L’ADN ancien (ADNa) des restes fossiles continue de faire la lumière sur la façon dont les troubles neuropsychiatriques répandus chez l’homme moderne sont apparus lorsque l’homme moderne s’est séparé de l’homme de Néandertal d’environ 500 kilomètres. L’écriture Psychopharmacologie et neurologieMichael Gregory et Karen Berman des National Institutes of Health combinent de multiples comparaisons entre les génomes humains modernes et anciens pour montrer comment les effets évolutifs influencent le risque de troubles mentaux.

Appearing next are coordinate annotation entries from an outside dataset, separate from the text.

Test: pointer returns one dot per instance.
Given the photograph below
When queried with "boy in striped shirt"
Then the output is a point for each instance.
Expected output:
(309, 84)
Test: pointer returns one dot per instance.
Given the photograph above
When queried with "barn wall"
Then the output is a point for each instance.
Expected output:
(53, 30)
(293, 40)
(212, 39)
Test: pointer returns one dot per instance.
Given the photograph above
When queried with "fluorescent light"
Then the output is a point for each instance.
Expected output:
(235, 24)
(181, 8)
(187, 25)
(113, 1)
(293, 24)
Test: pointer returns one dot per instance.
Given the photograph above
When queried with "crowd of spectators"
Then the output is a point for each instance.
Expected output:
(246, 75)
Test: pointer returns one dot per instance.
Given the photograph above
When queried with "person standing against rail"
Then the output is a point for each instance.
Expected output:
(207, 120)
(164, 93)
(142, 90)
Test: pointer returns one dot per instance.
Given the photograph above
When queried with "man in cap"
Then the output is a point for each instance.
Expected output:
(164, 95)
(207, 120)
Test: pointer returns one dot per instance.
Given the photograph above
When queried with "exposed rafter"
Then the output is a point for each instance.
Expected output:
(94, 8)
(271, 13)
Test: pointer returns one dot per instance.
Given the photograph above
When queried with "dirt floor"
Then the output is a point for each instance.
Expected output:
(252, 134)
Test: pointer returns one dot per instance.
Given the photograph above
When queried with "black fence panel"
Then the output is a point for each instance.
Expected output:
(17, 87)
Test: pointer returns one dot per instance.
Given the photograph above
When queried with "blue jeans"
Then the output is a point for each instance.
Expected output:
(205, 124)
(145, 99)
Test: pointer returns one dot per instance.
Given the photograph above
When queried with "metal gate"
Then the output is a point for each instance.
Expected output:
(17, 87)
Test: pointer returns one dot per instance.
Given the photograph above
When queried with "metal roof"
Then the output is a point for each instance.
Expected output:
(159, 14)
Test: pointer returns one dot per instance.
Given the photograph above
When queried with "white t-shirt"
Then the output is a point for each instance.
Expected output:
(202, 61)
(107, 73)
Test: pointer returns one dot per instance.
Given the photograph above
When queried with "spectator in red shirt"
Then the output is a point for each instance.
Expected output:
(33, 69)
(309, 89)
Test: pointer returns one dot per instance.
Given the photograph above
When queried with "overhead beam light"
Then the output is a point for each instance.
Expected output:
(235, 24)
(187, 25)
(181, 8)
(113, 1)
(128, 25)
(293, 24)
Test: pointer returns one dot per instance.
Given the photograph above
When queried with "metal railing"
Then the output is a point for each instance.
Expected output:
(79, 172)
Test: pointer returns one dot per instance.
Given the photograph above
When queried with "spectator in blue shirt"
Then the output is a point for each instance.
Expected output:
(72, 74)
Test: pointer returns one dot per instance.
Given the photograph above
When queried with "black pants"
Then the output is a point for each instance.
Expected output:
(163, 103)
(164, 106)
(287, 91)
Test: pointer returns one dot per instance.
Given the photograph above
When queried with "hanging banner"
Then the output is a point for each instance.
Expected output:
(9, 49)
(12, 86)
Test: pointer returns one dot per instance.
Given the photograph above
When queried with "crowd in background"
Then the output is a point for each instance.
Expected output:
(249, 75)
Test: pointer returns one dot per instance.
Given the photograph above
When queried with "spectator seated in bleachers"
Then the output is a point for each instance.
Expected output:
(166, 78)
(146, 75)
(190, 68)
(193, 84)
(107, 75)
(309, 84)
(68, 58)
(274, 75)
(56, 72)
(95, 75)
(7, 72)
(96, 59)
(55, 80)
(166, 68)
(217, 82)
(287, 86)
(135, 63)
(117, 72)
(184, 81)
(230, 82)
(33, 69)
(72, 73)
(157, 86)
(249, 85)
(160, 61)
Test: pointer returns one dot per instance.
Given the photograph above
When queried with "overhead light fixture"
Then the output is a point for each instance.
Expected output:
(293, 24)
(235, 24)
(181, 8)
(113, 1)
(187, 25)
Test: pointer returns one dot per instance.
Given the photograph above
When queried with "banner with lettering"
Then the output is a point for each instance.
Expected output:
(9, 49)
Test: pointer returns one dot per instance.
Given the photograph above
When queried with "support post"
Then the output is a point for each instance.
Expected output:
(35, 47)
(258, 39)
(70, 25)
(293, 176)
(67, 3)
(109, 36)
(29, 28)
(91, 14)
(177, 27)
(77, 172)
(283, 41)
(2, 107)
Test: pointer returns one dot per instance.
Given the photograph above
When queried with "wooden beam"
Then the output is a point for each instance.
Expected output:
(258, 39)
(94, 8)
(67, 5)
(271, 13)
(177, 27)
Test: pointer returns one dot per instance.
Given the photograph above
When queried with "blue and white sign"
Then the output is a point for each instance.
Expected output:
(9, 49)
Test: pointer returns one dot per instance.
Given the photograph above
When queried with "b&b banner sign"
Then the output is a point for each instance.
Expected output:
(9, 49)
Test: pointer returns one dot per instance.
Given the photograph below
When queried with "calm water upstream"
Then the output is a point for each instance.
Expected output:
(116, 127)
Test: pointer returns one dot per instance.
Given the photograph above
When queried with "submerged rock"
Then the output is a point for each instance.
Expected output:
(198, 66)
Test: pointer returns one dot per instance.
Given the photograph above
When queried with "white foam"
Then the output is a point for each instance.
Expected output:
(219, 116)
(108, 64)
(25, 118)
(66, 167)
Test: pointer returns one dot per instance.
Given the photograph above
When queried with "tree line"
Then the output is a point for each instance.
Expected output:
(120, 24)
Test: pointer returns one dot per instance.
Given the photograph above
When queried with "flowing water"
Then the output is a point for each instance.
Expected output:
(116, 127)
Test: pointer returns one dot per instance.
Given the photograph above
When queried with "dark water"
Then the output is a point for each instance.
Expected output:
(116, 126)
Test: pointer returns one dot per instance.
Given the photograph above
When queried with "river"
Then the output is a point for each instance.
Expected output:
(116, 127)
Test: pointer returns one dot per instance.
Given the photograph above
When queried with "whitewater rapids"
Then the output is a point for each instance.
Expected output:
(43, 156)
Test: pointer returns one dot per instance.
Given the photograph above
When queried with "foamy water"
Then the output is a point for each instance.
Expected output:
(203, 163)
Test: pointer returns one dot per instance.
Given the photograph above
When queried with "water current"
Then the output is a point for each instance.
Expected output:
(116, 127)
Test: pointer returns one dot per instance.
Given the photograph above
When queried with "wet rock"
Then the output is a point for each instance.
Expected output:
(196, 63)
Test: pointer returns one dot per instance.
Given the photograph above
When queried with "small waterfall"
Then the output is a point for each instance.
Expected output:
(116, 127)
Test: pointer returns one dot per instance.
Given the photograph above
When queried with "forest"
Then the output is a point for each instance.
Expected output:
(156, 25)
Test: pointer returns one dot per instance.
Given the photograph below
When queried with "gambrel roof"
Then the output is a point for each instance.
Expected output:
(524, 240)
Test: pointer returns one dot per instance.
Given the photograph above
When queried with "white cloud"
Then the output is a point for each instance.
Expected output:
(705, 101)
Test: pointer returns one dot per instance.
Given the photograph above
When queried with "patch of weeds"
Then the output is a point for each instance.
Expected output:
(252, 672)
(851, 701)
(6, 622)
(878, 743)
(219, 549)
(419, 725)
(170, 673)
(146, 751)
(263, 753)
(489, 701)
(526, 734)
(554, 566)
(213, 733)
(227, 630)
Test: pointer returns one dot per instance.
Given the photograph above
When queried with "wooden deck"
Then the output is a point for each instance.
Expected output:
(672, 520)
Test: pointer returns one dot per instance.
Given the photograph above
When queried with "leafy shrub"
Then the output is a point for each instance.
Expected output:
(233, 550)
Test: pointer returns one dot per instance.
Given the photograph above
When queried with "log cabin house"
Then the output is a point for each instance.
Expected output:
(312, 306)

C’est la relation entre les Néandertaliens et homme sain d’esprit Les génomes sont connus depuis assez longtemps. En fait, la recherche de la dernière décennie a – sans surprise – découvert que les restes de matériel génétique néandertalien chez l’homme moderne ne sont pas seulement les restes d’un habitant au chômage. Le métissage entre les Néandertaliens et les humains anatomiquement modernes (AMH), qui s’est produit il y a cinquante mille ans, nous a donné des variantes génétiques hautement fonctionnelles qui déterminent la couleur de nos cheveux et de notre peau. La Empreinte de Néandertal dans l’ADN humain moderne Il atteint 62 à 64 %, selon la population examinée. Il est important de noter que les variantes génétiques dérivées d’ancêtres néandertaliens nous ont aidés à nous adapter aux climats en dehors de l’Afrique.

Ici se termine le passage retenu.